What Is Machine Learning Anyway?

angarg12 · on July 7, 2022

Little offtopic about the curse of knowledge.

I recently started interviewing ML Engineers for my company. In general I'm quite surprised by the lack of knowledge of people applying for the job. People seem to have several misconceptions, very surface knowledge, and lack even the fundamentals.

That made me question if I my expectations are set right. Is it possible that working in the field every day I expect candidates to know way more than it's reasonable? I'm not sure, and I don't feel we have a solid way to deal with that.

cjbgkagh · on July 7, 2022

I consider myself a decent ML expert, but the field is so vast that I think I could be tripped up in an interview rather easily.
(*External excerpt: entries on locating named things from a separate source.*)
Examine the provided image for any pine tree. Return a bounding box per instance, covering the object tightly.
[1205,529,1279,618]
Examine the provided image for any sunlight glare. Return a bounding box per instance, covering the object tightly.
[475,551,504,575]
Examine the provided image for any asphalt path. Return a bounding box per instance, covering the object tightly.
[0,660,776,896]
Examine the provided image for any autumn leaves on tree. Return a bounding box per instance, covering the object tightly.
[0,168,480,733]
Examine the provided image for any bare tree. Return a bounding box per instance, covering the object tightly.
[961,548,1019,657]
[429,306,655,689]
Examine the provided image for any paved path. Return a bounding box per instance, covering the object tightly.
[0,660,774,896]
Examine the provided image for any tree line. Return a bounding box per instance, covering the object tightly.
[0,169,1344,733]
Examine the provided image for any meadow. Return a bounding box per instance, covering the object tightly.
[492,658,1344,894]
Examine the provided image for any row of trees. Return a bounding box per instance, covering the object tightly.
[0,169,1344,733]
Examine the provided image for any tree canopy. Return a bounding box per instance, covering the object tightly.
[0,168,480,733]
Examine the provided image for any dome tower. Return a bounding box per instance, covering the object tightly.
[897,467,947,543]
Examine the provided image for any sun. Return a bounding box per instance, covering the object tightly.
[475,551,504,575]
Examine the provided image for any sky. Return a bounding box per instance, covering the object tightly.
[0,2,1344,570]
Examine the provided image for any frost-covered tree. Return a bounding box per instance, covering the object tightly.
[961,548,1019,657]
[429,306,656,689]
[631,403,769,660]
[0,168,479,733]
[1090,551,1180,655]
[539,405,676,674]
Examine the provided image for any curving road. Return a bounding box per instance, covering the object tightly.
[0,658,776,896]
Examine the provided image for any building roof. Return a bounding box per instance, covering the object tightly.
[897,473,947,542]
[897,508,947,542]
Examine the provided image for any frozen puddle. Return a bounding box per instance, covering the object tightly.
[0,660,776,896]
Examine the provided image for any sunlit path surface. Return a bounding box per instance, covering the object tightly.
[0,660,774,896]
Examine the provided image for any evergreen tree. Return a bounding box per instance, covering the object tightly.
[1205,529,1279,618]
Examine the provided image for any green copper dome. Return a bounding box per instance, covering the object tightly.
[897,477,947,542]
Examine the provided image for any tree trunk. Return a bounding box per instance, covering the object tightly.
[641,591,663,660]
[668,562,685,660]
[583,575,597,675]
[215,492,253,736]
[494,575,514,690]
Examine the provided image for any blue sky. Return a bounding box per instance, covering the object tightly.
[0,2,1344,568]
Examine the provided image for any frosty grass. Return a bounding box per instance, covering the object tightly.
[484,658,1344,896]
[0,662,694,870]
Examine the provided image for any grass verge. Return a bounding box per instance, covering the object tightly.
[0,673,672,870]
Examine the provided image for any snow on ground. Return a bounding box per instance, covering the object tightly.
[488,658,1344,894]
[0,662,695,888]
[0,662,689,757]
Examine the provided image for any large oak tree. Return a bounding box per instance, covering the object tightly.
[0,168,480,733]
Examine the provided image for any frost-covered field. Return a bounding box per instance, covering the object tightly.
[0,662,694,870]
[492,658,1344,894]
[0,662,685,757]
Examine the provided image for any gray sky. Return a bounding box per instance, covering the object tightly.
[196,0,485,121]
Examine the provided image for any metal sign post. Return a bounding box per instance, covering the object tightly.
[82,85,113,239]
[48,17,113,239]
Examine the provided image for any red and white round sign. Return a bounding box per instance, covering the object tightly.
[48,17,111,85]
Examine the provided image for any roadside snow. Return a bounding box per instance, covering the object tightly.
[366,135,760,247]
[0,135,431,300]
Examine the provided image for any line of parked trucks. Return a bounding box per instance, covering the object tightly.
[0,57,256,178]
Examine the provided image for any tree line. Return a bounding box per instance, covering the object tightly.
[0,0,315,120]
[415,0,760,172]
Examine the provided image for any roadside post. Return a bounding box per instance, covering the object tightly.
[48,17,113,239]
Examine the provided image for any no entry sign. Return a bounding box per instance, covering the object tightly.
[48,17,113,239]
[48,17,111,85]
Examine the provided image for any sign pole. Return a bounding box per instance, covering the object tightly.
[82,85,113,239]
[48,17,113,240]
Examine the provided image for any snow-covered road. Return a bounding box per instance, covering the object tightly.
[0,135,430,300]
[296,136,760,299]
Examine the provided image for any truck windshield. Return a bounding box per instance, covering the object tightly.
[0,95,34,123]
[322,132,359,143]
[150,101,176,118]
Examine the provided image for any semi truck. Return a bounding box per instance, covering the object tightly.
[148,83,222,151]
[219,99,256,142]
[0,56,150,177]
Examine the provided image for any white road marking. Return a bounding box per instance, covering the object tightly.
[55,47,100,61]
Plus I tend to get a bit rusty with the basics that I never use for anything.

anton_ai · on July 7, 2022

Same experience hiring Junior Data Scientist, it's a shitshow out there. The level is so low that I had to hire a "old school" statistician with a senior position

melling · on July 7, 2022

These fields are relatively new. There doesn’t seem to be a clear path to break into them.

Personally, I believe Kaggle is one of the ways to slowly gain some practical experience: https://www.kaggle.com/

However, I’m not sure if it’s sufficient.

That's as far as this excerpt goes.